Jibriel heeft hem twee kommen aangeboden met in de ene drank en in de andere melk waarbij de profeet, Allah's zegen en vrede zij met hem, voor de kom met melk koos. Jibriel zei: ,,U maakte een keus die is aangeboren. U bent naar het rechte pad geleid en heeft uw volk daar naar toe geleid. Als u voor de kom met drank had gekozen dan had u uw volk naar het verkeerde pad geleid." De profeet, Allah's zegen en vrede zij met hem, steeg daarna vanuit de aqsa-moskee naar de wereldlijke hemel. Jibriel vroeg om toestemming voor hem waarna hij door mocht. Daar heeft de profeet, Allah's zegen en vrede zij met hem, Adam, vader van de mensheid, ontmoet en heeft hem begroet. Adam groette hem terug, verwelkomde hem en erkende zijn gezantschap. Aan de rechterkant van Adam bevond zich een mistige wolk. Elke keer als hij ernaar keek begon hij te lachen, het waren de zielen van degenen die de voorspoed reeds hadden bereikt maar als hij naar zijn linkerkant keek huilde hij want daar bevonden zich de zielen van degenen die alleen tegenspoed vonden. Daarna steeg de profeet, Allah's zegen en vrede zij met hem, naar de tweede hemel waar Jibriel weer toestemming voor hem vroeg en die opnieuw kreeg. Daar ontmoette hij Yahiah, de zoon van Zakariah en Iesa, de zoon van Maryam, vrede zij met hen. Hij begroette hen waarna zij hem hebben geantwoord, verwelkomd en zijn gezantschap erkend. Daarna steeg de profeet, Allah's zegen en vrede zij met hem, naar de derde hemel. Daar ontmoette hij Yoesoef, vrede zij met hem. Hij was een beeldschone jongeman. De profeet en hij begroetten elkaar waarna hij de profeet verwelkomde en zijn gezantschap erkende. Vervolgens steeg de profeet, Allah's zegen en vrede zij met hem, naar de vierde hemel waar hij Idries ontmoette, vrede zij met hem. De profeet begroette ook hem waarna deze teruggroette, de profeet verwelkomde en zijn gezantschap erkende. In de vijfde hemel ontmoette hij Haroen Ibn Imraan, vrede zij met hem, en in de zesde hemel ontmoette hij Moesa Ibn Imraan, vrede zij met hem.
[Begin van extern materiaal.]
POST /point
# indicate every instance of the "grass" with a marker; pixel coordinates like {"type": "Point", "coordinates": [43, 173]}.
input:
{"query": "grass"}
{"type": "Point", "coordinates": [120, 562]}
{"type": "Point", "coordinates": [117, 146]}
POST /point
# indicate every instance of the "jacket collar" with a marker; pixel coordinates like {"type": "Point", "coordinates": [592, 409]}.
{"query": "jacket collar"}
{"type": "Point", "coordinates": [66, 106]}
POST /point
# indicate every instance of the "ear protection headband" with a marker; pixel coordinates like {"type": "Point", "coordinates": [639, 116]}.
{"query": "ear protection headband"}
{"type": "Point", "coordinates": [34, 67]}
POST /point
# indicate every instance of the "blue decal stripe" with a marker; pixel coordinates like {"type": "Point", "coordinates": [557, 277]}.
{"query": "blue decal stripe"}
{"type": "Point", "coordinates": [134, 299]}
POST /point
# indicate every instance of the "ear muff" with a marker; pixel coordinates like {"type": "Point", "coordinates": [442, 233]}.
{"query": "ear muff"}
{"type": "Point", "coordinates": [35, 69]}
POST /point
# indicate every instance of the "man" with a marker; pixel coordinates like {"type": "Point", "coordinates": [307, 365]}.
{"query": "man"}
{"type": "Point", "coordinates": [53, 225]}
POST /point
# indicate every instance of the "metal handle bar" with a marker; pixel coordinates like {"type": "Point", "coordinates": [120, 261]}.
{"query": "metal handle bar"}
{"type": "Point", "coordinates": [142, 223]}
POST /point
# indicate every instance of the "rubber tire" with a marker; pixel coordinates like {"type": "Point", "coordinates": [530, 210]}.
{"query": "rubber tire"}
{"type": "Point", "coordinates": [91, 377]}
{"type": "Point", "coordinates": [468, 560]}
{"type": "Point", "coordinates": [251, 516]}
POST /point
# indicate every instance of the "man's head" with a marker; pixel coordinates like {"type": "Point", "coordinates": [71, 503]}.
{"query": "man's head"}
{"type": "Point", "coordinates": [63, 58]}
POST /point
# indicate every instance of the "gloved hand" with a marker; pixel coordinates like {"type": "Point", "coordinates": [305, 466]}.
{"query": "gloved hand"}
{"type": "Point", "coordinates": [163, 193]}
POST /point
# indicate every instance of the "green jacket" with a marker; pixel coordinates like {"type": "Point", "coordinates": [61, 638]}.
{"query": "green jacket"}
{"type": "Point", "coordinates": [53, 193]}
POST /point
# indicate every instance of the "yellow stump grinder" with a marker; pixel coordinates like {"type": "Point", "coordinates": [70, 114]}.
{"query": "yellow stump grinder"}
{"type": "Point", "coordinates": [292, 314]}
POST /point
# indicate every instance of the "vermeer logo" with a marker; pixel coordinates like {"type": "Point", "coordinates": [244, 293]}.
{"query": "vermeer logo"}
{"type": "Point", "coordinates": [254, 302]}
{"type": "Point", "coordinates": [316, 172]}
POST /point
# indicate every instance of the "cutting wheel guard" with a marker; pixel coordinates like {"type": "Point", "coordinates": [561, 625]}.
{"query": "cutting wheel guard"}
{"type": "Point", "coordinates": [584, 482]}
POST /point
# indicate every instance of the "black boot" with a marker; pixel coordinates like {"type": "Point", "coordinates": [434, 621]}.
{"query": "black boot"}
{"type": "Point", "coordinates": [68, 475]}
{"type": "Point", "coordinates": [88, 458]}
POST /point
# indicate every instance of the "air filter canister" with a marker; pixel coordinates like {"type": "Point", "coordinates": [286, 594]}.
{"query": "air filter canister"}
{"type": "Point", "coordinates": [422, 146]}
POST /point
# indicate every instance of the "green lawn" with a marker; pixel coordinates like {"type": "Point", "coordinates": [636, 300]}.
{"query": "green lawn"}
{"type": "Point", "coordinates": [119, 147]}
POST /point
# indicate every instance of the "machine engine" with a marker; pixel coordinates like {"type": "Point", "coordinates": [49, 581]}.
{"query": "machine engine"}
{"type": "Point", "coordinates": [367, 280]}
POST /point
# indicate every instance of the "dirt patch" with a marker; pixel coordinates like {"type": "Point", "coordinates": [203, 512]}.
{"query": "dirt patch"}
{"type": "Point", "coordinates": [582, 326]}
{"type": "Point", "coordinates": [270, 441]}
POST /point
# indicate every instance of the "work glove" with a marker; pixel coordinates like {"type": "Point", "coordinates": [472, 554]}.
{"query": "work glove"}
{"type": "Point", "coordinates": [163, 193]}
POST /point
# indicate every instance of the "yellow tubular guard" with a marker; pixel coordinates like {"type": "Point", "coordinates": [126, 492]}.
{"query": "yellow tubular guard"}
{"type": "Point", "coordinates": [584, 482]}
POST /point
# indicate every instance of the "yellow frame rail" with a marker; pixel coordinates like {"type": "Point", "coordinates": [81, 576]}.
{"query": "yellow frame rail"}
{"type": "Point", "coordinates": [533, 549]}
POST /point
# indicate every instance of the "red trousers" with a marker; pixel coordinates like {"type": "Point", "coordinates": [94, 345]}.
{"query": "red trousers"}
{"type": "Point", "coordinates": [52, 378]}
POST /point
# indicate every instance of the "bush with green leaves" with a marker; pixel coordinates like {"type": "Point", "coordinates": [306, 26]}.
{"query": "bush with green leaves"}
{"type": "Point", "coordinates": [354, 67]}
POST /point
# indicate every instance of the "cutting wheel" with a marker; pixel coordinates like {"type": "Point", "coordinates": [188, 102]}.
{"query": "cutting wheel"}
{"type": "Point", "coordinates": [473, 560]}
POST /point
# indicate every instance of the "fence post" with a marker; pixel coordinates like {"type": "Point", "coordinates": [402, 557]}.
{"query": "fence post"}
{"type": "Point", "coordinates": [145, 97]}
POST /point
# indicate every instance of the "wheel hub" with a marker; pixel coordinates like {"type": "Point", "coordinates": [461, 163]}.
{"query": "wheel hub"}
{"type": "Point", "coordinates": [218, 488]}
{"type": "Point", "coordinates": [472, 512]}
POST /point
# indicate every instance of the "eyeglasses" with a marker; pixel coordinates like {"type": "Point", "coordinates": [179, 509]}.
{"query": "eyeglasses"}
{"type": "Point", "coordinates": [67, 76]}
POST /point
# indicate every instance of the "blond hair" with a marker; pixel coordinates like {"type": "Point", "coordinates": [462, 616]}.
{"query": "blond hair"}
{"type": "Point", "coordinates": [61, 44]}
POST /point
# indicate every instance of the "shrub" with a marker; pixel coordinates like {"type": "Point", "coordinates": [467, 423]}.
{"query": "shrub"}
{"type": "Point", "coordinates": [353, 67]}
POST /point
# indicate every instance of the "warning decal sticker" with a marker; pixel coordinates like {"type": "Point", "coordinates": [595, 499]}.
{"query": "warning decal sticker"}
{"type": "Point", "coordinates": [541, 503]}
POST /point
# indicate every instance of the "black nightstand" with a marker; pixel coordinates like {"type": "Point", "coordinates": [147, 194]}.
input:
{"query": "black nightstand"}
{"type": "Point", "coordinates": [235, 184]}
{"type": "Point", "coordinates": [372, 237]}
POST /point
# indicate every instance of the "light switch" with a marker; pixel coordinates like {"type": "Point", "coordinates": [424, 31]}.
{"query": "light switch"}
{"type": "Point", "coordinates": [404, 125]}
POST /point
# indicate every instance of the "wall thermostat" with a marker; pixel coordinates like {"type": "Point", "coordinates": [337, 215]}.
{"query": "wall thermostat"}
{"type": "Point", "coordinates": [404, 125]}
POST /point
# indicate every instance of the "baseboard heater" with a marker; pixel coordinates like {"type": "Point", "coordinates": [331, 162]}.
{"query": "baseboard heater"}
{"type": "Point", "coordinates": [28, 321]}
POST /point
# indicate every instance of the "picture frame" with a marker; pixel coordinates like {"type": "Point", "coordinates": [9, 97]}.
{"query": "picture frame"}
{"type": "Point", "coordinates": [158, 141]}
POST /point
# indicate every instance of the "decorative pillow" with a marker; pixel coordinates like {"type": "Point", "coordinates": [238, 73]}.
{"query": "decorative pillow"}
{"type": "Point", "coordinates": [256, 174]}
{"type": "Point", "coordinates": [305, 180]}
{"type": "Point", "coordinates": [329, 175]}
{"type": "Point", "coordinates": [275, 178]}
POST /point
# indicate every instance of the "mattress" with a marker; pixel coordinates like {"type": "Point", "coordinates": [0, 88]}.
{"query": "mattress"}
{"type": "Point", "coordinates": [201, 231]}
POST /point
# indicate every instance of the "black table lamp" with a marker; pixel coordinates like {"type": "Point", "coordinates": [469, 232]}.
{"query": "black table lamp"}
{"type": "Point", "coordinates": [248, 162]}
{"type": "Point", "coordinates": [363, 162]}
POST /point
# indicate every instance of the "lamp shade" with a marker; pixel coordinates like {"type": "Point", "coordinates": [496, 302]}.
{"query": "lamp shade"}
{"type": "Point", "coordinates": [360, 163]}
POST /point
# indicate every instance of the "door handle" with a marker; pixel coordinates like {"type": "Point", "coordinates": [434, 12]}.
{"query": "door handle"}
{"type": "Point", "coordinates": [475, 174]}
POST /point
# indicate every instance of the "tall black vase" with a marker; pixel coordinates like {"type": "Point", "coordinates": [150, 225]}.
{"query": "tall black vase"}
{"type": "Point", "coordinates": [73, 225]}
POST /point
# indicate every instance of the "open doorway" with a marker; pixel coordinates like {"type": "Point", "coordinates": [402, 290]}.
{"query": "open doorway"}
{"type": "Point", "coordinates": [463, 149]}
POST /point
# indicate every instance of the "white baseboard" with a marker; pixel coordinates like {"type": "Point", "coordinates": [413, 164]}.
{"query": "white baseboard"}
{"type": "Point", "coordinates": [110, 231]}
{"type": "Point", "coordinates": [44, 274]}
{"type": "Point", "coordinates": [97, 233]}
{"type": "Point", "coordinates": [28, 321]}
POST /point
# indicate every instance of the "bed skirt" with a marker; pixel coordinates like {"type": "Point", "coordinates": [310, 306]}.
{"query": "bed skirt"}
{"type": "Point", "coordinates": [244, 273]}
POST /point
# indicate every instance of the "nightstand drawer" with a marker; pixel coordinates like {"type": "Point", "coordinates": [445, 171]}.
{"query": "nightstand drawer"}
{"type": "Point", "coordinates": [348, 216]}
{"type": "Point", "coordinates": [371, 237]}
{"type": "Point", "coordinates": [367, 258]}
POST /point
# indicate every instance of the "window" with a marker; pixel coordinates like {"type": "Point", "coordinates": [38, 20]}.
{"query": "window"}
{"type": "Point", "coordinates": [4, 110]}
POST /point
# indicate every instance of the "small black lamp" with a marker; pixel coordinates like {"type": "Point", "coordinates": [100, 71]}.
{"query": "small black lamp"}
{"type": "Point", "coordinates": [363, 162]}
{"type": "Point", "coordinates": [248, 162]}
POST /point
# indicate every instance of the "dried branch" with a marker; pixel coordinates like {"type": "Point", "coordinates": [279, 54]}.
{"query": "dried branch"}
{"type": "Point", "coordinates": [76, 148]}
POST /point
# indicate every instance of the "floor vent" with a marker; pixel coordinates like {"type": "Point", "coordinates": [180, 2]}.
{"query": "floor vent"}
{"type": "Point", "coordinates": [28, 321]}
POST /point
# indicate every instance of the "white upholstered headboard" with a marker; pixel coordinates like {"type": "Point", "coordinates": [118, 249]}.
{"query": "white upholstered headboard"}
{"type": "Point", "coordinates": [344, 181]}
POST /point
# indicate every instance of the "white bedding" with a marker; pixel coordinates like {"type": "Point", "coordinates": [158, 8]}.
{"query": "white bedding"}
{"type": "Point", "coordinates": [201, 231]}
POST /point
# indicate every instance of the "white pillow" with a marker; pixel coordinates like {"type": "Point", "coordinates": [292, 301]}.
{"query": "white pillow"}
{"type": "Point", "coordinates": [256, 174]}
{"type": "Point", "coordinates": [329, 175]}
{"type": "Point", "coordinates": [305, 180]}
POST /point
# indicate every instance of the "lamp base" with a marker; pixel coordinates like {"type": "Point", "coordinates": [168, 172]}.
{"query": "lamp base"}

Toen de profeet, Allah's zegen en vrede zij met hem, Moesa passeerde heeft hij gehuild. Er werd aan hem gevraagd: ,,Waarom huil je?" Hij antwoordde: ,,Ik huil om een jongeman die later dan mij is gezonden, waardoor meermensen van zijn volk het paradijs binnenkomen dan er van mijn volk binnen komen". Hierna steeg de profeet, Allah's zegen en vrede zij met hem, naar de zevende hemel waar hij Ibrahim, vrede zij met hem, ontmoette en hem begroette. Ibrahiem, vrede zij met hem, leunde met zijn rug tegen de "albayt alma'moer", een huis dat dagelijks door zeventig duizend engelen wordt bezocht die daarvan nooit meer terugkeren. Na zijn bezoek aan de hemelen is de profeet, Allah's zegen en vrede zij met hem, gestegen naar "sidratil-muntaha" d.w.z. "de lotusboom van de eindbestemming"; een boom waarvan de bladeren op de oren van olifanten lijken en de vruchten op kannen. Deze boom werd plotseling bedekt met een gouden laag. Allah, de Verhevene, verhulde de boom zodat geen mens meer de schoonheid ervan zou kunnen beschrijven.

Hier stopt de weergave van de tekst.